Binding between components of the tubercle bacillus and humoral antibodies.

Studies were undertaken to find a substance or substances for use in primary binding types of tests to detect humoral antibodies in rabbits and monkeys exposed to the tubercle bacillus that would distinguish between strains of mycobacteria. The antigen employed was a component of the 5159 strain of Mycobacterium tuberculosis that was obtained following sonification, ultracentrifugation, electrophoresis, and elution from a preparative polyacrylamide column. When the antigen was labeled with (131)I, specific binding was observed in sera from immunized rabbits and BCG-protected rhesus monkeys by the radio-gel electrophoresis and ammonium sulfate tests. This component was partially characterized, and its major antigenic determinants were associated with anionic mucopolysaccharides. Electrophoretically at pH 8.3 it migrated anodally to albumin, its molecular weight was between 9,000 and 12,000, and it was soluble in 50% saturated ammonium sulfate. Binding to antibody was destroyed after treatment with Pronase, but not after DNase or RNase. Inhibition of the reaction, as measured by the ammonium sulfate test, between the (131)I-labeled component and antisera from rabbits that had been immunized with sonicated 5159 organisms, was studied.

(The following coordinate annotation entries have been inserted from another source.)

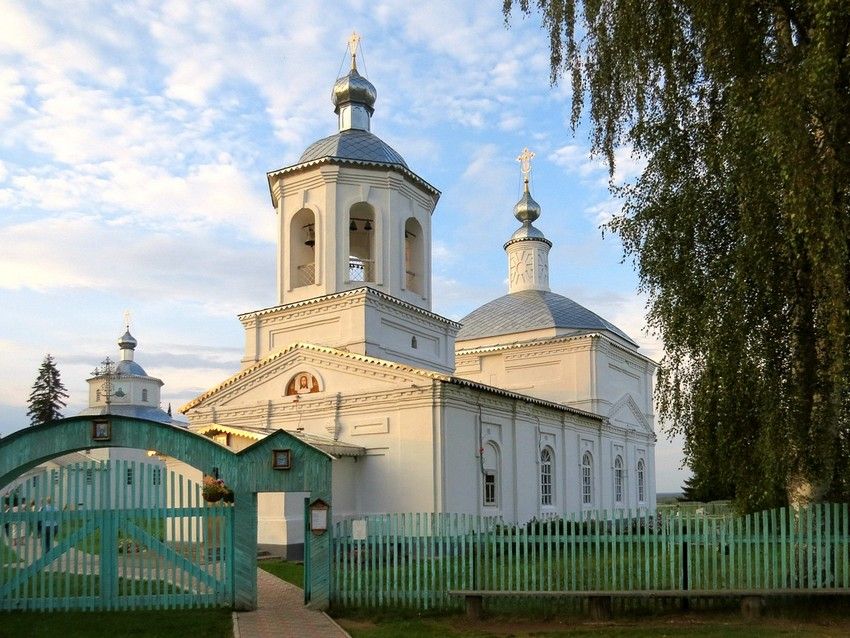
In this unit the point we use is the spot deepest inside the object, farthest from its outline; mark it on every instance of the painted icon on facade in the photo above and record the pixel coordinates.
(302, 383)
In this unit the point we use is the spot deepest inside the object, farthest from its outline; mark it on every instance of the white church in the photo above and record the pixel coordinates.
(531, 406)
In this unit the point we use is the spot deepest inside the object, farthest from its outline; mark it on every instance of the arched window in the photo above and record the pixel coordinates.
(302, 249)
(618, 479)
(546, 477)
(641, 481)
(302, 383)
(414, 257)
(361, 242)
(587, 479)
(490, 467)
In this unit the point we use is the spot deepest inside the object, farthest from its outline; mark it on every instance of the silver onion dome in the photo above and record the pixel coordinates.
(354, 88)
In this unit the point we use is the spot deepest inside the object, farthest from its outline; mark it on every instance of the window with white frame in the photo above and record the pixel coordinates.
(587, 479)
(641, 470)
(546, 477)
(489, 487)
(618, 479)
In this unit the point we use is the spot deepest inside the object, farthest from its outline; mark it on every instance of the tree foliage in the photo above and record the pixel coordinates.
(48, 394)
(740, 223)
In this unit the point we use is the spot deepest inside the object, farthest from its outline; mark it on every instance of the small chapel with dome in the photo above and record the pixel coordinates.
(531, 406)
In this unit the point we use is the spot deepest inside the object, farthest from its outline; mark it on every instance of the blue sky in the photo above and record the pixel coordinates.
(135, 141)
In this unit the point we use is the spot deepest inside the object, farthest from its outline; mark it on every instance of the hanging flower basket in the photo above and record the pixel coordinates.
(214, 489)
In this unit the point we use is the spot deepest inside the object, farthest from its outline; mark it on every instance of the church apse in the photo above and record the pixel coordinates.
(361, 243)
(302, 249)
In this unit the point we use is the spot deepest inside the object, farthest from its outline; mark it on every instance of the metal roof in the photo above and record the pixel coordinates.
(328, 446)
(353, 144)
(148, 412)
(532, 310)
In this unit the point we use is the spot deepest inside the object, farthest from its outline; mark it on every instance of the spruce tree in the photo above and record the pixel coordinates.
(739, 224)
(48, 394)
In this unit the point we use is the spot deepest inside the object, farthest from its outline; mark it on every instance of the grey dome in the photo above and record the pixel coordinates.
(127, 341)
(533, 310)
(130, 368)
(354, 88)
(353, 144)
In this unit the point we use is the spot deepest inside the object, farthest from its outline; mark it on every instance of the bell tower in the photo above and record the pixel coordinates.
(354, 246)
(350, 211)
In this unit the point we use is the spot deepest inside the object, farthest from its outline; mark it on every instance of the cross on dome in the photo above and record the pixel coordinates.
(353, 42)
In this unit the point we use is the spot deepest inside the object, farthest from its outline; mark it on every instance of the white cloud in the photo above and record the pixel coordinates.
(89, 253)
(12, 92)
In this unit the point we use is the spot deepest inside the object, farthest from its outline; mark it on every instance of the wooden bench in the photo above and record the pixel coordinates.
(599, 602)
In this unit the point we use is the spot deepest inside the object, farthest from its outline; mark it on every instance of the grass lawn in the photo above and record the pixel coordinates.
(692, 625)
(290, 572)
(209, 623)
(59, 584)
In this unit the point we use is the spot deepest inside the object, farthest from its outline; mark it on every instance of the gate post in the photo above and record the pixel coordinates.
(244, 550)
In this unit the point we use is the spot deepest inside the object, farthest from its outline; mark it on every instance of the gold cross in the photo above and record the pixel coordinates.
(353, 41)
(524, 159)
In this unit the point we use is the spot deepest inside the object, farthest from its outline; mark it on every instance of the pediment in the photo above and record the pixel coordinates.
(626, 412)
(308, 369)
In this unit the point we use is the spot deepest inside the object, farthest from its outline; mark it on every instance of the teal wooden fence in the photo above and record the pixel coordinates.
(113, 535)
(413, 560)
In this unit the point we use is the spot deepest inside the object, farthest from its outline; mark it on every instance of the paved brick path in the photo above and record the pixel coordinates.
(281, 613)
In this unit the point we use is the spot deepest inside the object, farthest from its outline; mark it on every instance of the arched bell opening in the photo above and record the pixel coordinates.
(361, 243)
(414, 257)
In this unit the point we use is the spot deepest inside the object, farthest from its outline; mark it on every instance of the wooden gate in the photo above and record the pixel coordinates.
(113, 535)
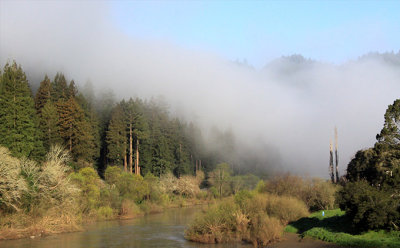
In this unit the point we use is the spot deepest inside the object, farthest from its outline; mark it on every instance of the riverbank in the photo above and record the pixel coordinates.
(290, 240)
(21, 225)
(334, 227)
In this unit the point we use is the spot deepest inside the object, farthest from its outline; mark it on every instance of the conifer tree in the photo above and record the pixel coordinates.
(116, 138)
(48, 118)
(59, 87)
(18, 121)
(75, 130)
(43, 94)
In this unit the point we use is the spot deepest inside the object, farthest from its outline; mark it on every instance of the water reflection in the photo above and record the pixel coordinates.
(157, 230)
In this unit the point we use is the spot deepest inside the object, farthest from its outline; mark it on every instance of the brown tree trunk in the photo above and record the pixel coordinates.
(137, 157)
(130, 148)
(70, 138)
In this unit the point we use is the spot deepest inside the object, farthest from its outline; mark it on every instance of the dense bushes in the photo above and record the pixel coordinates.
(253, 217)
(370, 207)
(318, 194)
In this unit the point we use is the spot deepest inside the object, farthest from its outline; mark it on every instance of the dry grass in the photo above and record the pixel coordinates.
(256, 218)
(187, 186)
(317, 194)
(285, 208)
(12, 185)
(21, 225)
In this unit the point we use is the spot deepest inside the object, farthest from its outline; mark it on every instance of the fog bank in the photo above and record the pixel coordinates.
(286, 111)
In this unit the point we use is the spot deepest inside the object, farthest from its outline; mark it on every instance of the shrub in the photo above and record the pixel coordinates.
(105, 213)
(129, 208)
(112, 174)
(242, 219)
(187, 186)
(368, 206)
(316, 193)
(286, 208)
(12, 185)
(133, 187)
(89, 183)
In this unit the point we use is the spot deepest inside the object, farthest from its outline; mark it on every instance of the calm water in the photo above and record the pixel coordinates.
(156, 230)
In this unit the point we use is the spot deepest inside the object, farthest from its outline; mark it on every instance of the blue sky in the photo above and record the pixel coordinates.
(258, 31)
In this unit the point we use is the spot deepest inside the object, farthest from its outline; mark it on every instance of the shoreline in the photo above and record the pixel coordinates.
(290, 240)
(37, 230)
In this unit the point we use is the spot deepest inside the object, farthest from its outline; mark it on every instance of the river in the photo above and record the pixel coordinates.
(155, 230)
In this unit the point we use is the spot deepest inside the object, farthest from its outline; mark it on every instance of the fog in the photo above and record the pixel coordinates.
(286, 111)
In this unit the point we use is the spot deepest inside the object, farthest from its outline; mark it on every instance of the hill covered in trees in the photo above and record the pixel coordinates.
(139, 135)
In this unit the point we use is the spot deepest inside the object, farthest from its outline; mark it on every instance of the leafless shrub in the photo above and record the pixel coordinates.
(12, 185)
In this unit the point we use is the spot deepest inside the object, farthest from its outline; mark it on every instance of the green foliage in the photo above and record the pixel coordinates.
(369, 207)
(89, 184)
(12, 185)
(48, 119)
(336, 227)
(252, 217)
(105, 213)
(371, 195)
(112, 175)
(18, 121)
(317, 194)
(390, 133)
(220, 178)
(116, 137)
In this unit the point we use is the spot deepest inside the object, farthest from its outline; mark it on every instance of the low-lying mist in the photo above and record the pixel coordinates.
(284, 113)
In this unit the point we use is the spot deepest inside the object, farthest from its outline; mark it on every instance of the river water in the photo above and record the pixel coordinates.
(156, 230)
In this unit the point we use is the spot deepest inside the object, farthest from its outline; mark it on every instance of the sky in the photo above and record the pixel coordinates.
(284, 109)
(259, 31)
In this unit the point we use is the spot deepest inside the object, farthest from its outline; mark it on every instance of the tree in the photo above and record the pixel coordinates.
(75, 130)
(220, 177)
(48, 118)
(138, 130)
(390, 133)
(372, 195)
(18, 121)
(116, 138)
(59, 87)
(43, 95)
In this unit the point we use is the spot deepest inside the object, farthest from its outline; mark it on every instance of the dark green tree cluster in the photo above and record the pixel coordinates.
(142, 138)
(18, 120)
(56, 115)
(138, 135)
(371, 194)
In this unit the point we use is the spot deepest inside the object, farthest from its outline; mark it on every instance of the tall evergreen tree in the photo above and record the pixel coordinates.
(59, 87)
(48, 118)
(43, 95)
(18, 122)
(75, 130)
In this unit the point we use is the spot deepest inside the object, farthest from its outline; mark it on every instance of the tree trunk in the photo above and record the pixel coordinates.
(137, 157)
(130, 148)
(70, 138)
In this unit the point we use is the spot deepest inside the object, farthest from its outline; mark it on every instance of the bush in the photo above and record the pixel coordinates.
(105, 213)
(286, 208)
(133, 187)
(89, 183)
(187, 186)
(316, 193)
(12, 185)
(369, 207)
(112, 174)
(252, 217)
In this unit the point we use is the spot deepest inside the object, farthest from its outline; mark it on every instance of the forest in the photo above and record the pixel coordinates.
(137, 134)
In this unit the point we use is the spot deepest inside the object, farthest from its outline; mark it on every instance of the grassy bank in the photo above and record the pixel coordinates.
(248, 216)
(335, 227)
(50, 197)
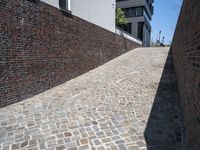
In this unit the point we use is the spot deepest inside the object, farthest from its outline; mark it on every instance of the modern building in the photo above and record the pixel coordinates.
(139, 14)
(98, 12)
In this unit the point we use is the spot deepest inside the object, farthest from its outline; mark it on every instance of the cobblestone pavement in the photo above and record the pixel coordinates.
(107, 108)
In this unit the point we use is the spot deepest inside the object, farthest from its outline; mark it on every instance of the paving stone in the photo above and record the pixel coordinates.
(84, 141)
(111, 107)
(67, 134)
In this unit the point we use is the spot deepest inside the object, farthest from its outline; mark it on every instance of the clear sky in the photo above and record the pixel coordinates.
(165, 17)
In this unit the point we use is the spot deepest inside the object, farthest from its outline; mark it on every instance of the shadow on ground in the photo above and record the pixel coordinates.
(164, 127)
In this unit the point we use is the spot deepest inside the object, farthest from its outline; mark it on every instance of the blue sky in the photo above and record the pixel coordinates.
(165, 18)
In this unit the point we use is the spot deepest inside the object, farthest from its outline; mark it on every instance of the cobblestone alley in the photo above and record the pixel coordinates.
(129, 103)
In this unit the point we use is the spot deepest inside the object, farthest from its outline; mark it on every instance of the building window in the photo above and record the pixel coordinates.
(127, 28)
(140, 30)
(133, 11)
(64, 4)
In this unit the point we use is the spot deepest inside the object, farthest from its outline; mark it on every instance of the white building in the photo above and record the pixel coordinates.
(98, 12)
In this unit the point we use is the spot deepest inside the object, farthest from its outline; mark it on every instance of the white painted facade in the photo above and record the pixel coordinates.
(98, 12)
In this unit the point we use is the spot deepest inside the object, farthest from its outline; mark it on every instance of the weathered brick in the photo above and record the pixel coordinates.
(186, 53)
(41, 48)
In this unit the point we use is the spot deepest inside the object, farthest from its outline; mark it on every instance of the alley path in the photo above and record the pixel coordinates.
(127, 104)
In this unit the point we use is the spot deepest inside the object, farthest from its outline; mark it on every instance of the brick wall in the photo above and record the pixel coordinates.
(186, 51)
(40, 47)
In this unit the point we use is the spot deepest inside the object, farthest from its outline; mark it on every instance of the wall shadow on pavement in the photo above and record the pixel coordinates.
(164, 126)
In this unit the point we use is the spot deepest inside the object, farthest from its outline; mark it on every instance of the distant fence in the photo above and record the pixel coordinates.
(41, 47)
(126, 35)
(186, 52)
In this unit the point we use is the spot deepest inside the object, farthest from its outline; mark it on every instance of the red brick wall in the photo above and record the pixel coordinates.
(186, 51)
(41, 48)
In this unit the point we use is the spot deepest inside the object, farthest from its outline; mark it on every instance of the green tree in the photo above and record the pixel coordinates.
(120, 17)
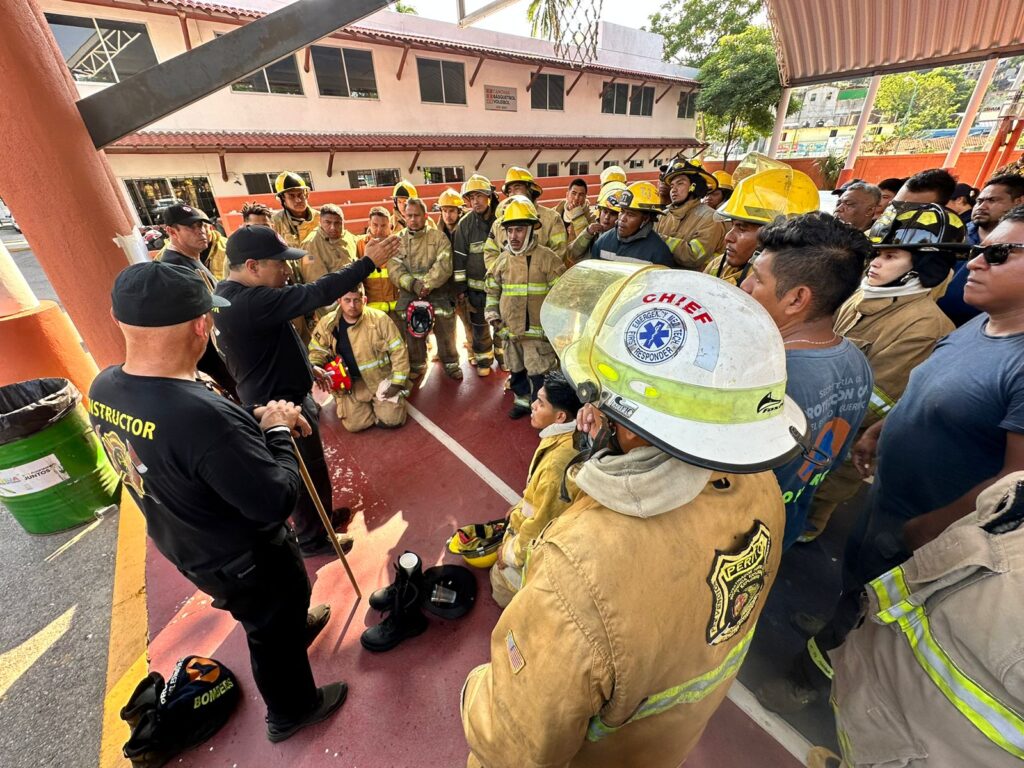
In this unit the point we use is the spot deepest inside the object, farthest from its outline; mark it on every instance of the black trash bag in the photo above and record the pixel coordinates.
(30, 407)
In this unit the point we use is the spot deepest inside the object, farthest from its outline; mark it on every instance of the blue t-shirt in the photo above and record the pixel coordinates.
(833, 386)
(948, 431)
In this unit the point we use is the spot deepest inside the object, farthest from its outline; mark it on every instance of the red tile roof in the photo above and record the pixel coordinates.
(248, 141)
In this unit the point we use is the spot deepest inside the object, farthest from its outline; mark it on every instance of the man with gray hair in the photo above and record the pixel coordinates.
(858, 205)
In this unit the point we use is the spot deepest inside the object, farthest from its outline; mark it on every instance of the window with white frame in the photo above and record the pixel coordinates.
(262, 183)
(97, 50)
(374, 177)
(441, 82)
(548, 92)
(448, 174)
(344, 72)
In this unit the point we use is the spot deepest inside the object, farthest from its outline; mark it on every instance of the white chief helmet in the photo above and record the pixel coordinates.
(691, 364)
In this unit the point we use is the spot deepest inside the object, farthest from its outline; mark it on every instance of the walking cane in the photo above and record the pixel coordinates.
(325, 518)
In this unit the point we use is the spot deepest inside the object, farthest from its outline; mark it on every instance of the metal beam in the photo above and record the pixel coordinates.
(161, 90)
(476, 70)
(401, 65)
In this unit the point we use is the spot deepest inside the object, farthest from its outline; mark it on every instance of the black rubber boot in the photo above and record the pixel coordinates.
(381, 599)
(403, 617)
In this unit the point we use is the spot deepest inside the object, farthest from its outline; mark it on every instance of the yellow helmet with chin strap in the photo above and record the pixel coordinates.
(450, 198)
(515, 173)
(765, 197)
(612, 173)
(520, 210)
(609, 190)
(479, 183)
(404, 188)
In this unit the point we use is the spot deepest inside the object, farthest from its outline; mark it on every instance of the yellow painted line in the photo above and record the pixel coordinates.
(126, 655)
(17, 660)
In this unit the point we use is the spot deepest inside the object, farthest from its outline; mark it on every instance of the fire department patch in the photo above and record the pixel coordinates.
(736, 580)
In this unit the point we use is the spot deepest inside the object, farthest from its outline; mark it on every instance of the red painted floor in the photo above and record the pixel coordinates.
(407, 492)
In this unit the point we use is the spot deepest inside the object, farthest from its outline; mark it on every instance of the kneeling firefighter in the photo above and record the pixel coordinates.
(685, 380)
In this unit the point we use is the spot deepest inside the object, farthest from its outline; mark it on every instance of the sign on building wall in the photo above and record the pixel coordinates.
(500, 98)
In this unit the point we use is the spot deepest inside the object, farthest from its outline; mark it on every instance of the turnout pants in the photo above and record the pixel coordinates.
(359, 409)
(304, 517)
(446, 349)
(267, 592)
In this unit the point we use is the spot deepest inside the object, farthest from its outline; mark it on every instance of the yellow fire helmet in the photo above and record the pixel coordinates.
(609, 190)
(687, 361)
(476, 182)
(612, 173)
(404, 188)
(520, 210)
(724, 180)
(640, 196)
(763, 198)
(288, 180)
(450, 198)
(515, 173)
(691, 168)
(478, 543)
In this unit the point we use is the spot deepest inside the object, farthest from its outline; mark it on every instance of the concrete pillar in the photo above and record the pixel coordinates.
(776, 136)
(858, 135)
(972, 112)
(59, 187)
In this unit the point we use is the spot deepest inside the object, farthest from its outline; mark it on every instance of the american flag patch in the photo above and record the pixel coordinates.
(515, 657)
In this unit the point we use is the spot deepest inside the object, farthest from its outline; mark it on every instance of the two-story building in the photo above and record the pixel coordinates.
(393, 96)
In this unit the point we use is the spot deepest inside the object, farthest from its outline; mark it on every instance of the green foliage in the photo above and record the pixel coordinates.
(693, 28)
(739, 87)
(915, 100)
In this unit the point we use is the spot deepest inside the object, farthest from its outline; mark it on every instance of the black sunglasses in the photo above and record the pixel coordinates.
(997, 253)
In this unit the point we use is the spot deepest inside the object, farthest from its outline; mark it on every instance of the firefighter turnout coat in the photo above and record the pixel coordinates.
(570, 680)
(896, 334)
(378, 347)
(934, 676)
(424, 256)
(691, 233)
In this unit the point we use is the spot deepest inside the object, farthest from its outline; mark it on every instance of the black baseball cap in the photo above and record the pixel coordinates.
(154, 295)
(179, 213)
(258, 242)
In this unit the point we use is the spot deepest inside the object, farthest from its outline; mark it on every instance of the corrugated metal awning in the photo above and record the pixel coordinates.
(819, 41)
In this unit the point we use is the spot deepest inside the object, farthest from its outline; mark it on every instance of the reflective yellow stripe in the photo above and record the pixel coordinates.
(689, 400)
(689, 692)
(997, 722)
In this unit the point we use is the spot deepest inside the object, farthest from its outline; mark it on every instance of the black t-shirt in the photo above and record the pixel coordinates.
(263, 351)
(209, 481)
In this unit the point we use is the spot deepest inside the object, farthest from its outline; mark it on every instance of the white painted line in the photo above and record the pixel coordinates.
(788, 737)
(496, 482)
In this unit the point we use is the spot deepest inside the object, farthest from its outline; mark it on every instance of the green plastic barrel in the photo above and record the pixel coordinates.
(53, 472)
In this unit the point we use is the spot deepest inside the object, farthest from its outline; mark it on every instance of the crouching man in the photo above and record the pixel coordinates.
(370, 370)
(553, 413)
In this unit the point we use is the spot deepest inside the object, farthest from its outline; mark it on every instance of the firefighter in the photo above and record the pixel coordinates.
(369, 351)
(519, 181)
(759, 200)
(607, 217)
(715, 198)
(574, 210)
(517, 283)
(671, 546)
(297, 219)
(381, 293)
(468, 267)
(894, 318)
(421, 270)
(634, 238)
(328, 249)
(689, 226)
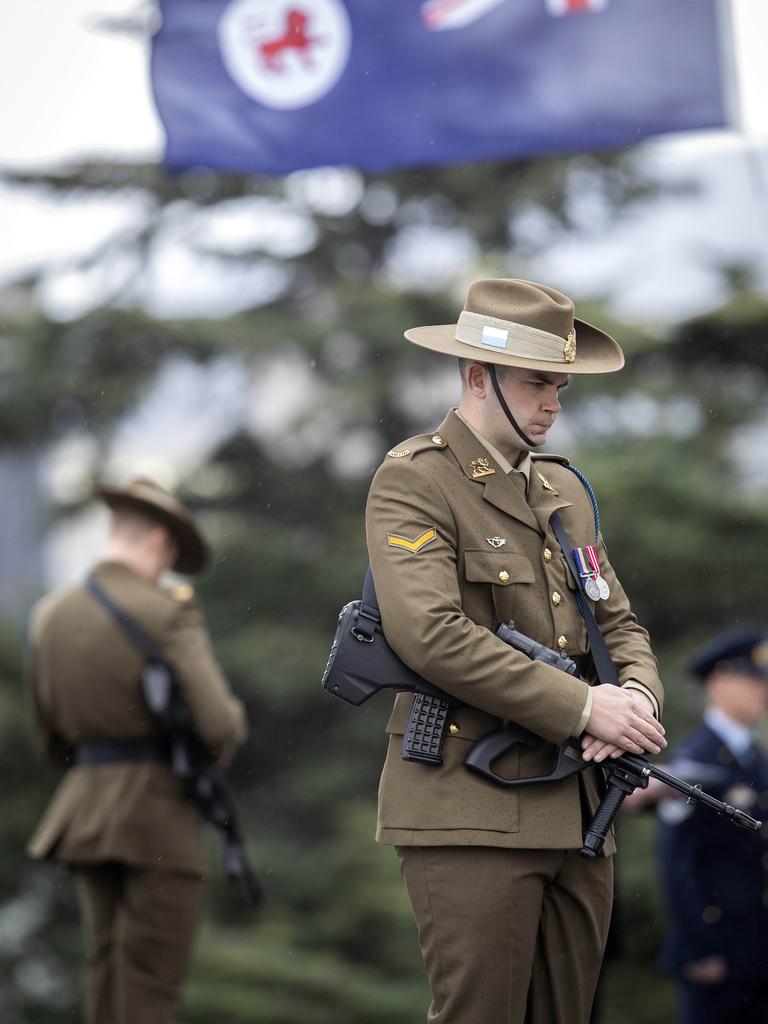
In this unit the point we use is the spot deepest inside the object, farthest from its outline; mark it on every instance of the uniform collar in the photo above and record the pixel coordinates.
(506, 466)
(481, 467)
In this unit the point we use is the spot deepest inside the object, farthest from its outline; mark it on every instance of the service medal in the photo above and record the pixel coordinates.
(592, 589)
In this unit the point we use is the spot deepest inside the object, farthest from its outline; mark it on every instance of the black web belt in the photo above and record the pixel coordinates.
(113, 751)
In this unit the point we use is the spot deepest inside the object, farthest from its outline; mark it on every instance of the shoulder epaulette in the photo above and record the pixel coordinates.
(413, 445)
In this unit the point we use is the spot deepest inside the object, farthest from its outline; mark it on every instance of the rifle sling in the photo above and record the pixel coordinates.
(134, 632)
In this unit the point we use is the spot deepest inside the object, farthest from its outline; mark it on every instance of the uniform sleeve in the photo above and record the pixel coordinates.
(626, 639)
(218, 715)
(412, 541)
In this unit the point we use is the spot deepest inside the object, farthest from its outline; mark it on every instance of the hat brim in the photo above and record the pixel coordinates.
(596, 351)
(193, 550)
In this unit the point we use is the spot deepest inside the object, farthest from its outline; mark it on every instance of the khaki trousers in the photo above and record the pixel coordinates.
(509, 936)
(139, 925)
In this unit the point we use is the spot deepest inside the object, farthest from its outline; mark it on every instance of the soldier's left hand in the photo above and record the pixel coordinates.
(598, 750)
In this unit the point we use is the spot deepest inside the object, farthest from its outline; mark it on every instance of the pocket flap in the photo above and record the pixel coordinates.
(502, 567)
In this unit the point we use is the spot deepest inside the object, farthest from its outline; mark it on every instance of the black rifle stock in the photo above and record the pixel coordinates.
(425, 733)
(204, 783)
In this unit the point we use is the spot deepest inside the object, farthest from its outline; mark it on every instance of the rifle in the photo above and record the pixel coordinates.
(204, 783)
(355, 679)
(193, 763)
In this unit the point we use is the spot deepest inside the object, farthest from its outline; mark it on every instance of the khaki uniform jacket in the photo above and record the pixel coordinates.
(442, 588)
(85, 681)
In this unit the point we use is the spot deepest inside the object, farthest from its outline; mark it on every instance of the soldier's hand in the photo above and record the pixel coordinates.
(709, 971)
(621, 721)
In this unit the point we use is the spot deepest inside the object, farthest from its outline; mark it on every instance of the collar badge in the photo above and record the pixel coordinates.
(481, 467)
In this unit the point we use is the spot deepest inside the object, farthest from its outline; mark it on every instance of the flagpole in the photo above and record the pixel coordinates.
(733, 101)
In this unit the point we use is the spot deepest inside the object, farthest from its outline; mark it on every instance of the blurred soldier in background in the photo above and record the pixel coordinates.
(119, 817)
(512, 920)
(715, 877)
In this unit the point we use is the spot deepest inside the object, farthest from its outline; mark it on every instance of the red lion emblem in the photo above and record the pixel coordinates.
(295, 37)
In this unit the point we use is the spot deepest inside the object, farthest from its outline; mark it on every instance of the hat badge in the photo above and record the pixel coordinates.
(568, 349)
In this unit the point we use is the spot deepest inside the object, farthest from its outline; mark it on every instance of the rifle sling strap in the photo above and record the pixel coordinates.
(606, 671)
(132, 630)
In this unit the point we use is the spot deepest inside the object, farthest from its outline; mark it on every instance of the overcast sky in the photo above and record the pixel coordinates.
(73, 91)
(80, 91)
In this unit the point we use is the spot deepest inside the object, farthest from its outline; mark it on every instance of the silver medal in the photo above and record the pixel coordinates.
(592, 589)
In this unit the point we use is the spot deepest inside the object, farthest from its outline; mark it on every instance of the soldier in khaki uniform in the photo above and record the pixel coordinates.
(512, 921)
(119, 817)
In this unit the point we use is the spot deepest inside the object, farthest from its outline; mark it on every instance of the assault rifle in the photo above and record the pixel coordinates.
(204, 783)
(354, 676)
(193, 763)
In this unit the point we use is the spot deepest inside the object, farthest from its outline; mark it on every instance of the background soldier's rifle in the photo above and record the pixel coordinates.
(193, 763)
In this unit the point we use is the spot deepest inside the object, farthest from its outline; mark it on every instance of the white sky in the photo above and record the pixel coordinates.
(74, 92)
(78, 91)
(82, 92)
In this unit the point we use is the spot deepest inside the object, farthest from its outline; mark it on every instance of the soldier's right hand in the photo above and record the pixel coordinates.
(623, 717)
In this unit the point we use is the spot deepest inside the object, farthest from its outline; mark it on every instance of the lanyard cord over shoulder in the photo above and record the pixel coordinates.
(593, 499)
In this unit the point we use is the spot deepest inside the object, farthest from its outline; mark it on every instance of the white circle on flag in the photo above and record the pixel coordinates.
(285, 53)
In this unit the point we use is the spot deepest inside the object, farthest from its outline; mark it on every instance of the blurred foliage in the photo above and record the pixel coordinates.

These experiments demonstrated a capacity to define subtle similarities and differences among different mycobacteria and mycobacterial components. Some microorganisms not clearly related to mycobacteria also partially inhibited this reaction, suggesting that they shared antigenic groups with the component derived from 5159 organisms. The studies described suggested the advisability of using direct primary tests and purified components of mycobacteria to differentiate further the antigenic groups between individual pathogenic mycobacteria and between pathogenic and nonpathogenic organisms.